The gunman got up in an easy fluid movement, kept the pistol on me and took the receiver. He listened, said ‘Understood,’ and handed the receiver to Charley.

‘What’d he say?’

‘He said to make it a double. Sorry.’ He shot Charley in the head. I moved like a twelve-year-old, springing from the chair, hitting the floor in a diving roll and grabbing my. 38 from the table all at once. I heard the. 22 crack and I got one shot off that went into the ceiling, but by then I was almost behind a high-backed chair and the gunman was facing a heavier calibre gun and a more desperate man. He fired once at the chair but he was already on the retreat. He was quicker than me; by the time I was clear of the chair and had hurdled Charley’s body, the passage was empty apart from the slumped body of Kent Hayward. The door was flapping open. A face appeared in the opening, a woman.

‘Hey,’ she yelled.

I said, ‘Call the police.’ Then I looked at Hayward and the gun in my hand. I tried to look reassuring but she covered her face with her hands and shrank back. ‘No, don’t bother,’ I said. ‘I’ll do it myself.’

The bodies brought Frank Parker, who listened quietly to what I had to say while a forensic man bustled around the room and the uniformed cops dealt with the ambulance, the other residents in the flats and sundry spectators. I gave Frank everything, including Monty Porter’s name and his connection with Hayward.

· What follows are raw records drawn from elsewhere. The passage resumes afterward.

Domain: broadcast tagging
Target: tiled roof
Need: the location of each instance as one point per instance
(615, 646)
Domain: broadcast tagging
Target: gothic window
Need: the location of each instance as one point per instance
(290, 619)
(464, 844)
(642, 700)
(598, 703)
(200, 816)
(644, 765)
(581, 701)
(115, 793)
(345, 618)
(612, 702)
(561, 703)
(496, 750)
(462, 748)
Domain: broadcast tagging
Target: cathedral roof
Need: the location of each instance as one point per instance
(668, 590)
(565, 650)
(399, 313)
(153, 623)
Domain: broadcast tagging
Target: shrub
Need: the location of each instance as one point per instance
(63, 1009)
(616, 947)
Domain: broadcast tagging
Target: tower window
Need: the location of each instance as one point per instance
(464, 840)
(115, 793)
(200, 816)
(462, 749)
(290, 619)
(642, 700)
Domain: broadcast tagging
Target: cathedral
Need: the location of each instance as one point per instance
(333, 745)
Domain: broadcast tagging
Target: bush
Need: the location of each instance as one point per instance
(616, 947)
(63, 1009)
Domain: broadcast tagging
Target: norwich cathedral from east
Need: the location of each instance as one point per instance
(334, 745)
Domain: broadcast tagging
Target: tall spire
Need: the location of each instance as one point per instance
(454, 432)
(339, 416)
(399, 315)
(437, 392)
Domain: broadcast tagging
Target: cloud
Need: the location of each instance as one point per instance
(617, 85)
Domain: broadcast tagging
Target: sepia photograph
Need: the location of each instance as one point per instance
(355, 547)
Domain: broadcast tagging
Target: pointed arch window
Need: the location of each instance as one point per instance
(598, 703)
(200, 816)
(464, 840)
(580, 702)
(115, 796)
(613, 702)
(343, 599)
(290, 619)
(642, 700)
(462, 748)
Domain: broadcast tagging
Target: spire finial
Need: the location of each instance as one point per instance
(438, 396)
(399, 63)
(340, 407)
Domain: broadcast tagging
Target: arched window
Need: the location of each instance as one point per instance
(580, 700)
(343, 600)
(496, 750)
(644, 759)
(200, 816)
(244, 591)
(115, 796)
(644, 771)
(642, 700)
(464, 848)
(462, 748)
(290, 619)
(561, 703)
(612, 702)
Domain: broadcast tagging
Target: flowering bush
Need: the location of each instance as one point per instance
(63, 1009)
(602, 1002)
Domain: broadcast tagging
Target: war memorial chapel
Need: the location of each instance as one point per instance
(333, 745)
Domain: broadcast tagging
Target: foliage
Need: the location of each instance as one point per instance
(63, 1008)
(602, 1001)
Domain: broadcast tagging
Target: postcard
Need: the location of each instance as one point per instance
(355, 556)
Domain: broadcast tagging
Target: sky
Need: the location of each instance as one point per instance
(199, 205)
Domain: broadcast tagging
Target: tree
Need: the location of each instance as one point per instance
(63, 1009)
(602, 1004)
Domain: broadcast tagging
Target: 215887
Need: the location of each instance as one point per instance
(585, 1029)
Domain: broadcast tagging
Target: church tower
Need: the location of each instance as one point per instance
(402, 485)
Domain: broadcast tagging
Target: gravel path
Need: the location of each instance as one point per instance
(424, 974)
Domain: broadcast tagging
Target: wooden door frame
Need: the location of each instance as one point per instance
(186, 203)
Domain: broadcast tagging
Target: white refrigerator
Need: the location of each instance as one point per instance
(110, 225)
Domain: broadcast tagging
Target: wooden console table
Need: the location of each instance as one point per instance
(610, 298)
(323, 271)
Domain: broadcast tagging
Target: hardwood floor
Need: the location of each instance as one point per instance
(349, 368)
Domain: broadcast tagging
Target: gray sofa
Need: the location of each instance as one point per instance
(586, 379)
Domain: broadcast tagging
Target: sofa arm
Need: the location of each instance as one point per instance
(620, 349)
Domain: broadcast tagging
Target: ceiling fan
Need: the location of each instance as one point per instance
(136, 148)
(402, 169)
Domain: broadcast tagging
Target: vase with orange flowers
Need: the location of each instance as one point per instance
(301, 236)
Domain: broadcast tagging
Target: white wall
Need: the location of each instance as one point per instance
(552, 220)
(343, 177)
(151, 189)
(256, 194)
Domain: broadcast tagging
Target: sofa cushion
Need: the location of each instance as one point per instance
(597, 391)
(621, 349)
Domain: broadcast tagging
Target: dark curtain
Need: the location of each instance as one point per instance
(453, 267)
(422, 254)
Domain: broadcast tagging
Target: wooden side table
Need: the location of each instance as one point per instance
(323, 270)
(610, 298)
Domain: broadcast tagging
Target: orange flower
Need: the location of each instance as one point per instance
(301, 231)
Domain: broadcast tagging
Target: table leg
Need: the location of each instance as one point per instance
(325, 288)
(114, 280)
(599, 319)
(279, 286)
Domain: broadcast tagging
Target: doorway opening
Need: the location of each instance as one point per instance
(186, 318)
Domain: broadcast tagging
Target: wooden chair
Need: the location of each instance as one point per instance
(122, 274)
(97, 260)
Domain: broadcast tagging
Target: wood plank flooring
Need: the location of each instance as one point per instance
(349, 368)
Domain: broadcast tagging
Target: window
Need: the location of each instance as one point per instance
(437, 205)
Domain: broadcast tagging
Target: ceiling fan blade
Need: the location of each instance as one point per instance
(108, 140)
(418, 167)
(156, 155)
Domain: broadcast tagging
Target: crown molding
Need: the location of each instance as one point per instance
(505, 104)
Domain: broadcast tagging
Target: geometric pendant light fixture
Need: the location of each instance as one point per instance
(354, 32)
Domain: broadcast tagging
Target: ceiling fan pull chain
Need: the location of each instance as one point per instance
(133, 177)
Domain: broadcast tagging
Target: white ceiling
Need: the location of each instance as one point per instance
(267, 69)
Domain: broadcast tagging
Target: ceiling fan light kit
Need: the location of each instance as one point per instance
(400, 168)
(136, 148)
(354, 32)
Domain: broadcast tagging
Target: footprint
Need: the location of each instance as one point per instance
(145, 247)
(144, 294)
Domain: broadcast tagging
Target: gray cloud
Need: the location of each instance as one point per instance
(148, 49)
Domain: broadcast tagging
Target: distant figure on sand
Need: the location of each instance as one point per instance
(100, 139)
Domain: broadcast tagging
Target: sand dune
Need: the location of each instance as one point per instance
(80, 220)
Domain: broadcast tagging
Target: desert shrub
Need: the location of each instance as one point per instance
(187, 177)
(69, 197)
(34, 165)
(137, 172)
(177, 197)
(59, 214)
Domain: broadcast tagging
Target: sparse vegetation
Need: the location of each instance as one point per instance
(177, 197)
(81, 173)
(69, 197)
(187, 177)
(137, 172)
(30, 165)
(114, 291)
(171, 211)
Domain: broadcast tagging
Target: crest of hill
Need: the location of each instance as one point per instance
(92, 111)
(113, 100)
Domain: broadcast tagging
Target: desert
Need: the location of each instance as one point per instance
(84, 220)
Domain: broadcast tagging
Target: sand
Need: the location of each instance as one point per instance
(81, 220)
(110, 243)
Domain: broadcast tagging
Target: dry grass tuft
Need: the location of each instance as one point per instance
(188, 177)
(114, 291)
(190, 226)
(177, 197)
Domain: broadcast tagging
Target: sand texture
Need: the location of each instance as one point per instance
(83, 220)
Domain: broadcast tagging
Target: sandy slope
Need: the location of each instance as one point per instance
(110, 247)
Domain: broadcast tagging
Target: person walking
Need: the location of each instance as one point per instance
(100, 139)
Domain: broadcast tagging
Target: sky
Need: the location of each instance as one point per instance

I told him what Charley had said about the practice run for the Australia Card, as close to word for word as I could recall it.

‘They’re starting early,’ was all he said.

‘Think you’ll be able to tie Porter in with this guy?’ I pointed to the chalk on the chair which marked where Charley had died.

‘What d’you reckon? Describe the killer for me.’

‘Thirty, maybe a bit more; bald head, maybe shaved; brown eyes, maybe contacts; five nine… ‘

‘But maybe he had lifts in his shoes. Maybe his teeth were false. No, nothing’ll tie up to anything else. Well, your clients’ll be happy. You’ve given them Hayward. End of story.’

‘You might find out he owed Porter money.’

Frank laughed. ‘Porter hasn’t got any money. Not a cent. How he lives in a two million dollar house when he’s so poor beats me.’

‘Will you tell the Federal people about this?’

‘I’ll tell them. It’ll take me a couple of days to write the reports. Then you know what’ll happen? They’ll issue a statement confirming the high integrity of the Australia Card.’

I shrugged. ‘Who cares?’

Frank looked at me. ‘Not very public-spirited.’

I watched the forensic guy put my. 38 in a plastic bag and label it. I thought about the statements I was going to have to make and the forms I’d have to fill in to get it back. Bureaucracy. ‘I don’t want a bloody Australia Card,’ I said. ‘When I want another card I ask the dealer.’